So now let's have the following task and it says provide a view for EU sales team that combines details from all tables
and excludes data related to the USA. So the first part of the task is similar to what we have already done but we cannot
offer all data for the user. So this time we are providing a view that is specifically created for a team the
sales team. So the first part we have already done it where we are combining all details in one view. But the problem
with the view that we have created that it shows all data. But now the requirement change we cannot show all
data. We have to go and exclude the USA data from our details. So let's see how we can do that. It's very simple. We're
going to go and grab the same query. We will not repeat that. So we have as well here joining tables and prepare
everything. But instead of showing all data, what we're going to do, we're going to go and filter the data based on
the customer country. So it's very simple. At the ends we will have a work clause where the C country is not equal
to USA. So we have now a filter. Let's go and execute it. And with that, as you
can see in the output, we are getting the orders that are not from USA. And with that we are protecting the data of
the USA and the EU sales teams can access only their data. So it looks nice and protected. And with that we are
doing now role level security. That means we are hiding now all the orders all the rows that are not allowed to be
seen and consumed from this group of users. So now what is the next step? It is very simple. We're going to go and
put everything in one view. So with that we have the query ready and we can go and create the new view. So we're going
to call it create view. Then we need the schema and the name going to be almost the same. So order details but EU. And
then we have to have as punch parenthesis like this. So everything is ready. Let's go and execute it. And now
we can go and refresh in order to see our new view. If you still don't see it, you can go to the views over here and
refresh as well to the folder. So with that I can see we have our new view. Now, of course, the next step we go and
test it. So, let's create a new query. Select star from sales and v order details EU. So,
let's test it. And with that, as you can see, we are getting the combined view only for the data that is relevant for
the EU sales team. So, I'm not seeing here any USA records. So, with that, we are providing view that protects few
rows like the orders from USA. So as you can see views are really great in order to provide security to our data whether
we are protecting the columns or the rows. For example in our view we can say not only I want to remove the USA orders
but let's say the department information is sensitive information and I would like to hide it from the view. So you
can just simply remove it from the select and with that you are doing column level security. So now I have two
options that I can provide to the users. The first option doesn't has any like role level security. It is the first
view the order details. We don't have there any filters. So it's going to show all the orders. So here we give access
only to people that are allowed to see all data. And we have another option the details with the EU. It doesn't show all
data. It shows only a subset that is relevant for the EU team. So now it's really easy to control the security of
my data using the views. And this is very important use case for the [Music]
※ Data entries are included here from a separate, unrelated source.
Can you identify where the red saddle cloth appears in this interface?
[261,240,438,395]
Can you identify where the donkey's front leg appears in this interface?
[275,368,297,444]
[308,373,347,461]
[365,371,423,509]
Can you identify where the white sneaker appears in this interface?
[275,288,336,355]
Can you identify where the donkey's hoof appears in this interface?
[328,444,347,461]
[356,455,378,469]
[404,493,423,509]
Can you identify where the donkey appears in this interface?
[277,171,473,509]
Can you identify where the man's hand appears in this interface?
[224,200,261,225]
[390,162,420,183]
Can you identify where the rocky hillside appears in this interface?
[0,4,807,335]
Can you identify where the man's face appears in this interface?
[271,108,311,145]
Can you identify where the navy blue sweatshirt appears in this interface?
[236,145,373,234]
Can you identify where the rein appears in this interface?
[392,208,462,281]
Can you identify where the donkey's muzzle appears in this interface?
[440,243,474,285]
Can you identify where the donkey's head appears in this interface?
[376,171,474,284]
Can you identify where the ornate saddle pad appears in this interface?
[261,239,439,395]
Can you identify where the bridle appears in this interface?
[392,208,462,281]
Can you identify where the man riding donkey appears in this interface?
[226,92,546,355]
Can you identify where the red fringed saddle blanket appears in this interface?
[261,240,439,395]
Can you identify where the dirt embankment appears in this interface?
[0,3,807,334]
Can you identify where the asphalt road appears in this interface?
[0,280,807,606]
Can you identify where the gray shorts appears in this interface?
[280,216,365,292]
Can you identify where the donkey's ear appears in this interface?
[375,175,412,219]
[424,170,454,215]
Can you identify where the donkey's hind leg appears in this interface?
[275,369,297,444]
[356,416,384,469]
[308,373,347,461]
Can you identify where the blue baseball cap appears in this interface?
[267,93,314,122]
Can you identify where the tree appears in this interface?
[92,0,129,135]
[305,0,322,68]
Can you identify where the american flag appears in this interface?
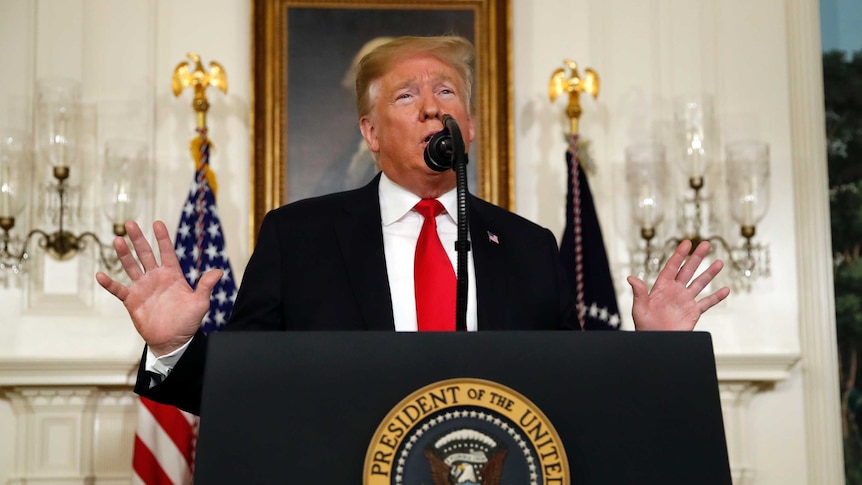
[560,135,620,330]
[132,129,236,485]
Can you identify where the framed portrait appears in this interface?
[251,0,513,240]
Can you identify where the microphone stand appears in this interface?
[425,114,470,331]
[443,115,470,331]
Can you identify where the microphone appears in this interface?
[425,115,463,172]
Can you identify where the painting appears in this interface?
[251,0,513,240]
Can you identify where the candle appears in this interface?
[638,183,655,229]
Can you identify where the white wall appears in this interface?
[0,0,840,484]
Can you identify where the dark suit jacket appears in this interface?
[135,176,579,413]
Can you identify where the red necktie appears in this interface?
[413,199,457,332]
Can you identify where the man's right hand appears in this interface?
[96,221,222,356]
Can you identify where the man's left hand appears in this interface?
[627,241,730,330]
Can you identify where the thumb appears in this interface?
[195,269,224,295]
[626,276,649,300]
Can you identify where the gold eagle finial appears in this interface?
[548,59,599,135]
[171,52,227,128]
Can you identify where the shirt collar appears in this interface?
[378,173,458,226]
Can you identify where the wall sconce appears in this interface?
[626,96,770,291]
[0,79,147,275]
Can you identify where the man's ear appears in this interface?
[467,115,476,145]
[359,116,382,153]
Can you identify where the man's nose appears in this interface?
[420,94,440,119]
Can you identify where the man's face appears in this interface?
[359,55,475,198]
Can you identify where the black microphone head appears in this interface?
[425,128,455,172]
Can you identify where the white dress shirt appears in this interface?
[379,174,476,332]
[151,174,477,376]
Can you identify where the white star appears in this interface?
[205,243,218,259]
[177,222,192,239]
[215,310,226,327]
[207,222,219,239]
[213,289,227,305]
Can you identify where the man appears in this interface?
[97,36,729,413]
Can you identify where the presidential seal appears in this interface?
[362,378,569,485]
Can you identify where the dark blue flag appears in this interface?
[174,129,236,334]
[560,135,620,330]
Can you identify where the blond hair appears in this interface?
[356,35,474,118]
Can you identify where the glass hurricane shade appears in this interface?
[102,140,148,224]
[726,141,769,227]
[0,133,33,217]
[36,79,81,167]
[626,143,667,229]
[674,94,718,179]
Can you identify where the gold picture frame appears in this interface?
[251,0,513,240]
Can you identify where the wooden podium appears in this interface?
[195,331,731,485]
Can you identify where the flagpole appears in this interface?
[133,53,236,485]
[548,60,620,329]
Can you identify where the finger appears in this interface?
[656,239,691,282]
[195,269,224,296]
[96,271,129,301]
[676,241,709,284]
[697,286,730,314]
[126,221,158,273]
[626,276,649,300]
[114,237,144,281]
[153,221,180,268]
[688,259,724,295]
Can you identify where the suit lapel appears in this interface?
[470,196,509,330]
[333,175,395,330]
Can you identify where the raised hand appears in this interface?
[96,221,222,356]
[627,241,730,330]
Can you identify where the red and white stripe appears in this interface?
[132,397,198,485]
[569,135,587,329]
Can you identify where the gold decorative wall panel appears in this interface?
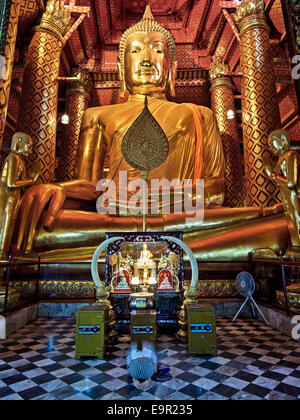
[0,0,20,149]
[56,69,92,181]
[236,0,281,207]
[17,0,70,183]
[210,68,245,207]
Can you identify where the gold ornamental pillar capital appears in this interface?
[234,0,270,36]
[34,0,71,45]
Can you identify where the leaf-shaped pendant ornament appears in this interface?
[122,96,169,171]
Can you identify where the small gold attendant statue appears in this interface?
[0,133,40,260]
[264,130,300,246]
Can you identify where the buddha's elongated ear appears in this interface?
[169,61,177,97]
[118,57,127,98]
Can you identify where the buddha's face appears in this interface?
[124,32,170,95]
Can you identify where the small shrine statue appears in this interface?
[157,269,175,292]
[264,130,300,247]
[118,273,128,289]
[114,268,131,293]
[138,242,153,267]
[0,133,40,260]
[160,276,173,289]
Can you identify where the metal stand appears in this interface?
[232,296,270,326]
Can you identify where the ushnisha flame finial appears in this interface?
[120,4,175,68]
[142,4,155,20]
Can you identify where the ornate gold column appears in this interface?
[209,63,245,207]
[56,68,92,181]
[235,0,281,207]
[0,0,20,150]
[17,0,71,183]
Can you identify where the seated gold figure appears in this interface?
[16,6,288,260]
[0,133,40,260]
[264,130,300,247]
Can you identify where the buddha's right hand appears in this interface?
[16,184,66,251]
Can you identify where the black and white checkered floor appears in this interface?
[0,318,300,400]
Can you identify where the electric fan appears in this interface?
[233,271,270,325]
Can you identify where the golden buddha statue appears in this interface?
[12,6,288,260]
[0,133,40,260]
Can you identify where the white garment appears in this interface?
[0,315,6,340]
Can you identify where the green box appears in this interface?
[75,305,109,359]
[130,309,156,347]
[186,304,217,356]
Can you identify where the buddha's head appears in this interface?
[118,6,177,97]
[11,133,32,156]
[268,130,291,155]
views. Okay. Okay, so moving on to the next use case for the views, we can use it in order to have more dynamic and
flexibility in our projects. So let's understand what this means. If you have a table and you have multiple users
accessing this table, now what can happen? you might change your mind about the design and the data model of your
database where you can say you know what instead of having one table I'm going to go and split it into two tables or maybe
another decision you say you know what I'm going to go and rename a table or in another day you decide you know what
let's go and rename few columns or maybe add a column remove column so you are doing changes to your physical data
model and you are changing stuff in the tables you know what's going to happen all those users that are accessing the
tables going to scream because all of them having a complex SQL queries and your small changes at the tables are
breaking everything in their queries and what this means this means escalations and you don't have anymore the freedom
to change anything in your database without talking before to 100 people before doing any change. So we don't do
that instead of that we use views. So what's going to happen? You create a view and you tell the users, okay, take
this view and consume it and leave me alone. And now you have again your freedom to do any changes you want. So
you go to your tables and do splitting, renaming and changing everything you want as long as you are updating the
query between the table and the view to make sure that the users are not noticing any change. So for example, if
you go and split the table into two tables, then you have to put in the view a join or union in order to reconstruct
the same structure that the users are used to. And if you would like to rename something in your database, like instead
of ID, you are now calling it a key. All what you have to do now is to go to the query of the view and rename it back
from a key to an ID. So no one going to notice that you are doing changes to the physical tables. So using views and
offering it to users is a gamecher for you because giving the users views kind of gives you more freedom dynamic and
flexibility to change anything in your data model and the tables without getting any headache. So this is amazing
use case for the views. Okay, moving on. We have a lot of use cases for the views. They are just
amazing. So the next one is we can use views in order to introduce a second version of my data model in another
language. So we could offer multiple languages to the users. Let's understand what this means. So now we have the
following scenario. We have again our table orders where the data is persisted and everything in English and of course
what happens sometimes you have like international team that are accessing your data. So you have team in USA and
maybe you have team from Germany that as well are end users that want to access the data. Of course it depend on the
number of users that are using your database. But if you have a lot of users that come from Germany and as well from
India, it might make sense that you go and translate your data and the table structure into another language. So for
example, instead of giving access to the table orders, we can create another view called bishong. That's the order in
German. But not only you are giving a new name for the object, you could go as well and rename all the columns inside
the view. Then the German users going to access the German view and it's going to be for them easier to understand the
content of your database. The same thing for the Indian team. And for the Indian users, you can go and provide a view in
Hindi. I'm not sure whether I'm pronouncing the word correct, but this is the first word that I said in Hindi.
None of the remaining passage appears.